The following are a few activities that may help you use these concepts:

  1. Mindfully reflect before or after a treatment. Reflection can help you spot details in your environment and in your thoughts, feelings, memories, and actions that have previously slid you into a positive, relaxed mind. By spotlighting these next time you are in a similar experience, you can help cancel out (let go of) the internal or external details that might interfere with your desired mindset. Ask yourself which positive influencers have worked the strongest and quickest. You can increase the spotlight of your mindfulness of these in your next experience (e.g. while waiting for test results) to help guide your mind into a positive zone.
  2. Mindfully connect to a goal beforehand. This is another way to help keep your head clear and moving toward the positive. Increasing the energy of mindfulness on goal-driven activities like editing an important file on your phone or laptop that you have to send by the end of the day can do the trick. By focusing the energy of mindfulness on your goal and pushing the pedal to the metal, it is possible to send your mind into a flowing state, even if just temporarily. Other times, you may be better off goalless, while simultaneously increasing your mindfulness. So, you’re not blanked out; instead, you’re “blanked in”—with your mindfulness spotlight on high, a kind of empty mind that is hyper-present and flowing.
  3. Mindfully keep a wide, objective focus. But then zero in on certain feel-good detail as it naturally flows across your vision, like reflections on a clear, still lake. This can help you identify detail (whether it’s from your internal states or external/environment) that guides you to the feelings you need. Just stay objective and observe as images, thoughts, memories, and feelings float by, with no nit-picking, and zero in on the pleasant ones. You can try closing your eyes, if you like, or shade an entire image in your mind with your favorite earth tone or other calming color. Then using the energy of mindfulness, take a slow, deep breath. As you breathe in, mindfully breathe in the whole image. Feel its energy, then direct the energy—using your breath—to parts of your body and mind that most need soothing. Then repeat the whole process as long as you like.

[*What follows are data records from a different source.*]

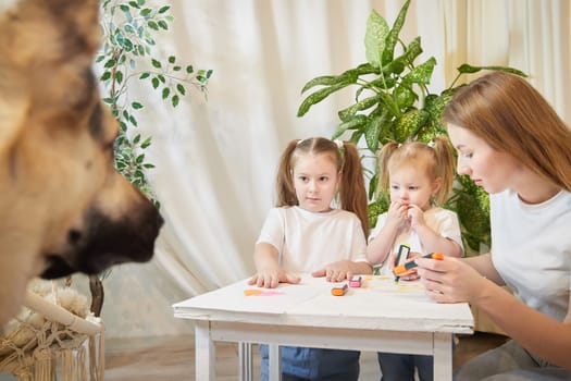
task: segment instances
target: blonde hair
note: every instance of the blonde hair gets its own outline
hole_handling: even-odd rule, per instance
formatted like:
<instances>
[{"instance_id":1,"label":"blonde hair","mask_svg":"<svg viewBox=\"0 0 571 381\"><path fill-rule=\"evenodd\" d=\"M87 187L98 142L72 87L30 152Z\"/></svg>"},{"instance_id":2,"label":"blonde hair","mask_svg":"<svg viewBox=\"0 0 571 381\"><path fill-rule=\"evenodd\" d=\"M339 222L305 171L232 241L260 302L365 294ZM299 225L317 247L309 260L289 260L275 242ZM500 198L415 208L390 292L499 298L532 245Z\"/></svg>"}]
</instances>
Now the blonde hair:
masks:
<instances>
[{"instance_id":1,"label":"blonde hair","mask_svg":"<svg viewBox=\"0 0 571 381\"><path fill-rule=\"evenodd\" d=\"M440 187L434 195L433 204L444 205L452 190L456 173L454 149L448 138L444 135L436 136L430 144L422 142L408 142L402 145L395 142L385 144L378 155L378 188L388 195L389 172L408 164L422 168L432 182L440 180Z\"/></svg>"},{"instance_id":2,"label":"blonde hair","mask_svg":"<svg viewBox=\"0 0 571 381\"><path fill-rule=\"evenodd\" d=\"M571 131L520 76L492 72L452 97L444 122L469 130L553 184L571 190Z\"/></svg>"},{"instance_id":3,"label":"blonde hair","mask_svg":"<svg viewBox=\"0 0 571 381\"><path fill-rule=\"evenodd\" d=\"M361 220L365 236L369 234L369 214L363 169L357 147L349 142L337 144L325 137L291 140L282 153L276 176L276 206L299 205L294 186L293 170L302 155L326 155L340 172L339 206Z\"/></svg>"}]
</instances>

None of this is going to be a “slam dunk.” Nonetheless, seeing mindfulness as energy has increased its use and efficacy for me as well as others. It is simply another way to look at mindfulness, which is still one of the best ways I know to regulate mindsets. May this tool serve you well.

On a personal note, and like so many others out there trying to survive their cancer, I was recently in the “waiting room” myself, waiting to find out if I was potentially cured. Fortunately for me, I was.